Is in-cloud access and analysis for you?

Author

NASA Openscapes Team

Published

April 19, 2024

Cloud adoption often has a steep learning curve and can feel overwhelming. There are times when using the cloud is effective and times when the download model is more appropriate. Here we aim to help you decide what’s best for your use case.

What does it mean to be in The Cloud?

Image by Alexis Hunzinger, GES DISC

At a basic level, “The Cloud” is somewhere that isn’t your computer. We all interact with data and services and that live in “The Cloud” in our daily lives. When we store photos in iCloud or Google accounts instead of on our cell phones, we are using cloud storage. When we watch movies and tv shows on streaming services like Netflix or Hulu, we are using the cloud. In these cases, we are interacting with “the cloud” without knowing it, though we, the user, are not in “the cloud”.

Image by Alexis Hunzinger, GES DISC

If you use services like computing and storage, provided by a cloud service provider (Amazon Web Services, Microsoft Azure, Google Cloud Platform, etc.), then you are in “the cloud”. Remember, “the cloud” is somewhere that isn’t your computer. The storage location is elsewhere and the machines and processing is elsewhere.

Image by Alexis Hunzinger, GES DISC

The following guidance is specific to NASA Earthdata and the particular cloud it is stored in, Amazon Web Services (AWS). While some services provided by NASA data archives are cloud-based and you interact with, the guidance below refers to using compute and storage services provided by AWS that allow a user to work closely, or in the same cloud, as the data.

Image by Alexis Hunzinger, GES DISC

Questions to ask yourself

Use the following questions to guide your decisionmaking process about using cloud access and computing:

  • What is the data volume?
  • How long will it take to download?
  • Can you store all that data (cost and space)?
  • Do you have the computing power for processing?
  • Does your team need a common computing environment?
  • Do you need to share data at each step or just an end product?
  • Is the action I want to take an existing service? (i.e. subsetting a dataset)
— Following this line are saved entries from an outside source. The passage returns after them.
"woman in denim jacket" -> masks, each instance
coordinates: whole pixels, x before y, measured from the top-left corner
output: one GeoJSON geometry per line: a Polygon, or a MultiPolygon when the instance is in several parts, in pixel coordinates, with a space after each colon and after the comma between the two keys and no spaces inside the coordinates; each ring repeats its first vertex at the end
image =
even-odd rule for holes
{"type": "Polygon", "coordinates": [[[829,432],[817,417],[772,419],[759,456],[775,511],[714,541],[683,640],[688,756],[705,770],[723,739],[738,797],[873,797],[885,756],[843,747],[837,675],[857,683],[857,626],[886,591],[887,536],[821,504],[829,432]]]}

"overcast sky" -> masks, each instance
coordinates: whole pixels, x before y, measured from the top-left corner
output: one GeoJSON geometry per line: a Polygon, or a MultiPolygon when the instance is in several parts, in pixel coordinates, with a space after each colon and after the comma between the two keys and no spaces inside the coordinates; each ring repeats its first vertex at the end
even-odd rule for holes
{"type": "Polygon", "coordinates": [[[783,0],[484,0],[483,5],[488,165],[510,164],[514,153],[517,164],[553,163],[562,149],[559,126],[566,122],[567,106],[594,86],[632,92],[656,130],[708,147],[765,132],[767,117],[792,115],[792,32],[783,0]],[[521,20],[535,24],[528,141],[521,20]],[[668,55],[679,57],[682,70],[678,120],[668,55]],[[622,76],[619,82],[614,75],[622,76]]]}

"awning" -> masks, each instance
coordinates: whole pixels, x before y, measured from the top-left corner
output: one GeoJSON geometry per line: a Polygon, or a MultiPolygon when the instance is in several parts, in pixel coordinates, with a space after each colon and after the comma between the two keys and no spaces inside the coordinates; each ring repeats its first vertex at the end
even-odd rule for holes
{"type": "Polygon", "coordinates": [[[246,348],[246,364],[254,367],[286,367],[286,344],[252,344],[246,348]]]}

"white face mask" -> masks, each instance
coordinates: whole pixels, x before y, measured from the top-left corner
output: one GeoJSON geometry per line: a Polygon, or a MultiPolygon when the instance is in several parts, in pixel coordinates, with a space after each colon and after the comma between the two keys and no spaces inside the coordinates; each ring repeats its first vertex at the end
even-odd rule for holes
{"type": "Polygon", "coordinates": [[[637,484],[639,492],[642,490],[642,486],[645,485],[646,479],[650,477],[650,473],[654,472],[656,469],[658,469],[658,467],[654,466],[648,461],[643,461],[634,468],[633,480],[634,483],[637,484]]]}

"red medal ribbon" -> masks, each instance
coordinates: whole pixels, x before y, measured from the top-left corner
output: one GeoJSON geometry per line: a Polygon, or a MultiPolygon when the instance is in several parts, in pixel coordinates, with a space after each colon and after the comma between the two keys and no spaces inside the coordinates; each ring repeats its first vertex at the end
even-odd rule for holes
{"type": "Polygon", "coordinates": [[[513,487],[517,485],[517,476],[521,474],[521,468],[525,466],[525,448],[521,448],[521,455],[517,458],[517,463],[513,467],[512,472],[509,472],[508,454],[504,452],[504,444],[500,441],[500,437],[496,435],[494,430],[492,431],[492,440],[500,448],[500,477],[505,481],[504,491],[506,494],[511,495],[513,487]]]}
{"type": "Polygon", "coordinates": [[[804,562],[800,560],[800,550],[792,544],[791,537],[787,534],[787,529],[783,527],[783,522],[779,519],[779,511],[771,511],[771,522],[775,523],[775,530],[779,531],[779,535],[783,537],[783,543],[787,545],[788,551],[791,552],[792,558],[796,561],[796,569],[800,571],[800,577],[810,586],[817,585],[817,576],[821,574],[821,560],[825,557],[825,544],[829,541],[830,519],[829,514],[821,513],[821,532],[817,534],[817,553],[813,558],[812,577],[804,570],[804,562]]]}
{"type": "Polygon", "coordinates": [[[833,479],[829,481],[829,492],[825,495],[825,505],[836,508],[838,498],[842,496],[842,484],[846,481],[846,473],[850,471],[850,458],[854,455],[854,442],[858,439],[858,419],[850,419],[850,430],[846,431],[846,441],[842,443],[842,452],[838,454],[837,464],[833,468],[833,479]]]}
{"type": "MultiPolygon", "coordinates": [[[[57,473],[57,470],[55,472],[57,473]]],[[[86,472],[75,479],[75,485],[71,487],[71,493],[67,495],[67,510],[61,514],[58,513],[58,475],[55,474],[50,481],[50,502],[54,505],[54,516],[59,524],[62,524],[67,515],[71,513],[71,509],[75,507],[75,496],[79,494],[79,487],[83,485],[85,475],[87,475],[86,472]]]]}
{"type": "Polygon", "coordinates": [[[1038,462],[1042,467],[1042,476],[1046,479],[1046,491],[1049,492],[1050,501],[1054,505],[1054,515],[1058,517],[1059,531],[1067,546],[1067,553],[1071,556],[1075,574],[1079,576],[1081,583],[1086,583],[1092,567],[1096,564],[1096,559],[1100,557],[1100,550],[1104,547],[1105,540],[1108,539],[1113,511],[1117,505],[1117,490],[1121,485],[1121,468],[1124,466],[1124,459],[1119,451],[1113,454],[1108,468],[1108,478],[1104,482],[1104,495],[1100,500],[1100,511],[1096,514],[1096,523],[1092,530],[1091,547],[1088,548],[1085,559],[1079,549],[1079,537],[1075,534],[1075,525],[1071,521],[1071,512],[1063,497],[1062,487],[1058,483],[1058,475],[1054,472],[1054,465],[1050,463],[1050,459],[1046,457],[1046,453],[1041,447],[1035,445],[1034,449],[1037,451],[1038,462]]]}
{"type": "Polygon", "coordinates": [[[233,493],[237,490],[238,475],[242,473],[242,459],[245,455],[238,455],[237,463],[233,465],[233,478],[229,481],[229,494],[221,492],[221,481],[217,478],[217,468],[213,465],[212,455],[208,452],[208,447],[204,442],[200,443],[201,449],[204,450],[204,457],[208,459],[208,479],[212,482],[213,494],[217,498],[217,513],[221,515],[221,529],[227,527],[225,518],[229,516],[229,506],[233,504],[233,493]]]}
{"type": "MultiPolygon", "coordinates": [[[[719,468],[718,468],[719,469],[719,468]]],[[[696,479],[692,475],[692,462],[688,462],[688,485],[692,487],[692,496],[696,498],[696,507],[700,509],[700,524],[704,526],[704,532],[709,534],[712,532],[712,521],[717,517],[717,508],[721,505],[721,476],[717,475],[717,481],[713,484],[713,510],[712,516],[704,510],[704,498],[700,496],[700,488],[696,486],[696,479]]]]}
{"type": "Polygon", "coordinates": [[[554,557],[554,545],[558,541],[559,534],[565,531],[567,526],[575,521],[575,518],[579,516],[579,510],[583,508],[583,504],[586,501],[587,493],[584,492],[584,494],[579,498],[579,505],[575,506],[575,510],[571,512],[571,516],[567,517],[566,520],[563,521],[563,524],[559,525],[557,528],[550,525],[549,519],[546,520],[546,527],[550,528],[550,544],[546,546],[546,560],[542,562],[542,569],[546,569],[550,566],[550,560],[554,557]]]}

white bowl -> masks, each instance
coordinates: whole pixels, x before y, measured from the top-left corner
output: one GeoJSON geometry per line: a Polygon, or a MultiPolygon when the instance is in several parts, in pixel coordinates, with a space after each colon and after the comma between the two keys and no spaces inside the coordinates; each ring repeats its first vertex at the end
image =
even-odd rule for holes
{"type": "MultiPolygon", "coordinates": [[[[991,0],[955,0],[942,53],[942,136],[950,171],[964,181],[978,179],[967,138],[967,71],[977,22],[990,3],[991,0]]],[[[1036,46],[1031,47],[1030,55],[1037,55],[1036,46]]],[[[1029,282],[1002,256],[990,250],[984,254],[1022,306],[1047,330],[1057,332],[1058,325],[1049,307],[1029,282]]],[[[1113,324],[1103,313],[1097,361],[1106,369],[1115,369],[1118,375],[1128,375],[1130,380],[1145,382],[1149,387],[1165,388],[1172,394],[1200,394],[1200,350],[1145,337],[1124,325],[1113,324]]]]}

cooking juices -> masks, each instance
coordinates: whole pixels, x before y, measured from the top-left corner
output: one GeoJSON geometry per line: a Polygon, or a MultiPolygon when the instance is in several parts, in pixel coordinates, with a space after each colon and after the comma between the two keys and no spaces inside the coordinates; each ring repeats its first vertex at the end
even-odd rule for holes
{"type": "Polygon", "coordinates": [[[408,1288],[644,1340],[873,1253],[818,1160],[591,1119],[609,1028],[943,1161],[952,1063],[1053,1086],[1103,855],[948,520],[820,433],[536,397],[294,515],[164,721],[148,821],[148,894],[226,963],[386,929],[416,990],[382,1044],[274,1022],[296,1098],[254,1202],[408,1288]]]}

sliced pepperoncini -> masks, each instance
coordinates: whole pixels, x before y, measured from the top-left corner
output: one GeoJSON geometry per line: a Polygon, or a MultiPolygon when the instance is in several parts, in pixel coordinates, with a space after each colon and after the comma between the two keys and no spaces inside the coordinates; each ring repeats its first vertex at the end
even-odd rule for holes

Source: Data strategies for Future Us by Andy Barrett

To Cloud…

TODO: list example cases here: identify and describe what makes cloud usage more benficial for the team/workflow

Find more discussion on cloud-based solutions for geoscience in this Medium article by Ryan Abernathy and Joe Hamman.

Not To Cloud…

TODO: list examples cases here: identify and describe what makes the non-option more beneficial for the team/workflow

Challenges

It is important to be aware of the drawbacks and challenges associated with working in the cloud. Feedback from early cloud adopters are summarized here:

  • “I don’t have the time or energy to learn so many new concepts.”
  • “Major challenge: budgeting for cloud in a proposal.”
  • “My workflow isn’t parallelizable, the file format isn’t cloud-optimized, I’d rather download everything I need and perform analysis locally.”
  • “[On the preference to perform analysis locally] …this is fine if data wasn’t getting bigger!”
  • “[The cloud] is faster, but only by a factor of 2. Our setup and data granules aren’t structured to take advantage of a faster cloud.”
  • “Worried about doing things ‘on my own’, outside of a cloud-hosted JupyterHub.”
  • “How does using data from AWS work with GEE?”

Source: The Cloud: Obstacles and Barriers Encountered by Users (AGU 2023 - Alexis Hunzinger, Christopher Battisto, Allison Alcott, Binita KC)

Considerations

We are now accustomed to living in a highly digital world, separated from physical reminders of the technology we use. No longer do we access documents from a row of filing cabinets, we now store them in cloud-based archives (e.g. Google Docs). We run code on high-performance computing clusters, removed from the whirring and warmth generated by servers that live away from our desks. The following are considerations for using powerful cloud-based resources:

  • Removed from physical signs of energy usage (heat, noise) of supercomputers/servers
  • Physical location of “the cloud”, whose land is it on? What resources is it using?
  • Environmental impacts of large server farms
  • Consider testing locally before migrating a workflow to the cloud

Does cloud storage and computing increase equity?

  • Yes! Cloud is a solution for equity, as it provides under-resourced organizations (e.g. small universities, international groups) access to equipment they don’t own or maintain.
  • No! Larger organizations, who already own and maintain equipment for storage and computing, often have the budget to also use cloud storage and computing. This increases their pool of resources, giving them a larger advantage.